Вон и дядья, материны братья, даж могилу не пошли копать, мол, чужой им дед-то, отец врага народа. Орька с матерью сами колотились, а дед один в нетопленой избе лежал белый день и черну ночь, и некому над ним было свечки жечь и молитвы читать. На погосте вместо свечки костерок только над яминой: одна греется, другая копает… Как над увалами засинело, управились. Неглубоко, но мать сказала хватит… Домой пришли, уж рассвело – изба ровно молоком залита ледяным, половицы блестят. А уж в избе побывали, эти, поминальщики-то. Искали. И покойника не посторожились. Не нашли – да и не найти им сроду, тупорылым, кто ж в избе нещечко прячет, – дак сундук разорили, узел со смертной рубахой дедовой утащили, чугунков убавили с припечка и с полки рюмочку голубого стекла, одно у них в избе была рюмочка из красивого. Мать оглядела разор, села у двери, как захожа нищенка, зажала шею земляными руками, закачалась:

– Оййййй… Вот-вот-вот… Вот-вот-вот…

Опять. Сама не остановится, пока об пол не брякнется. Орька привычно черпанула из ушата и маленько плеснула матери в лицо. Та взвизгнула подшибленной сукой. Потом как проснулась. Обвела избу будто чужим взглядом, усмехнулась, встала и принялась деда собирать. И все молчком.

Даже половики новы из сундука схитили, так пришлось деда в стары, стираны зашить. Домовину-то им где самим сладить. На санки перевалили да повезли мимо черных изб да слепых окон. Переплеты оконны как кресты.

Посыпался снег. На крыши, на черны елки, на голы осины. На горы. Таял, санки скребли по камням и шлаку дороги. Мимо домов, мимо правления, мимо битых кирпичей разоренного рудоплавильного заводишка, мимо плотины, мимо серого льда пруда. Только горы стояли вокруг недвижно.
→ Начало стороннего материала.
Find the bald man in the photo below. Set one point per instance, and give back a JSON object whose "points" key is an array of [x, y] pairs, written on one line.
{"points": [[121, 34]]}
На околице встали, стащили санки с дедой с дороги – из распадка глухо шумящей черной колонной поднимался этап, надо пропустить. Ну, хоть передохнуть. Орька бросила веревку, прижалась к матери. Сил нет. Мать тоже едва стоит, обняла Орьку, а руки падают. Убилась уже. Платок сполз. Орька поправила ей, как на мертвой. Ну! Дотащим… Дедо хоть и высох, ведь не ел ниче, а тяжелый костяком-то… И крест тяжелый. Придавил деда. Хорошо хоть, крест из лиственницы дед себе да бабке сам сладил, еще когда в силе был, кресты на чердаке все дожидалися… Бледно-желтый крест, нарядно на сером половике-то…

А этап весь черный: шапки, ватники. Изредка кто голову поднимет, и бело лицо мелькнет с черными провалами глаз. Жутко так-то. Орька уткнулась матери в бок. Мать крепче обняла ее, выпрямилась. Орька знала – шарит глазами по черным шапкам и спинам, батю высматривает – мало ли… Хрип, кашель, мат, шаги; шорох и скрип шлака; смрадный пар над толпой. Конвой с винтовками на конях, один мимо совсем близко проехал, будто их нет, чиркнул Орьку стременем по плечу. Ну хоть не сшиб… И вдруг что-то в шуме этапа изменилось. Только шаги, шарканье, шорох да стук копыт. Ни кашля, ни мата. Орька оторвалась от матери: этап весь до единого мужика смотрел на них: всё серые, карие, синие…


Мать застудилась на кладбище, кашляла. В конце ноября объявили войну Финляндии, и почти сразу про Наума из Ленинграда пришло письмо: «Защищая Родину, пропал без вести в районе поселка Валкосаари», и мать полдня билась, иктала, как ни лей воду, ночь пролежала как мертва, а утром не встала. Горяча как печка. Председательша приходила, натоптала бурками по чистому полу, сказала: «Прогулы ей, а не белютень, дармоедке! И за лето вон на намывке ниче не заработала! Пропал без вести? А ну как белофиннам проклятым предался, семья-то у вас вона кака вражеска! И тебя вон в школе из пионеров выгнали, гадюку белоглазую! А в школу ходить не будешь если, на учет тебя!» Бурки у нее были богаты, как у Папанина из газеты. А в глазках отливало голубым, стеклянным. Что такое «на учет»? Заберут?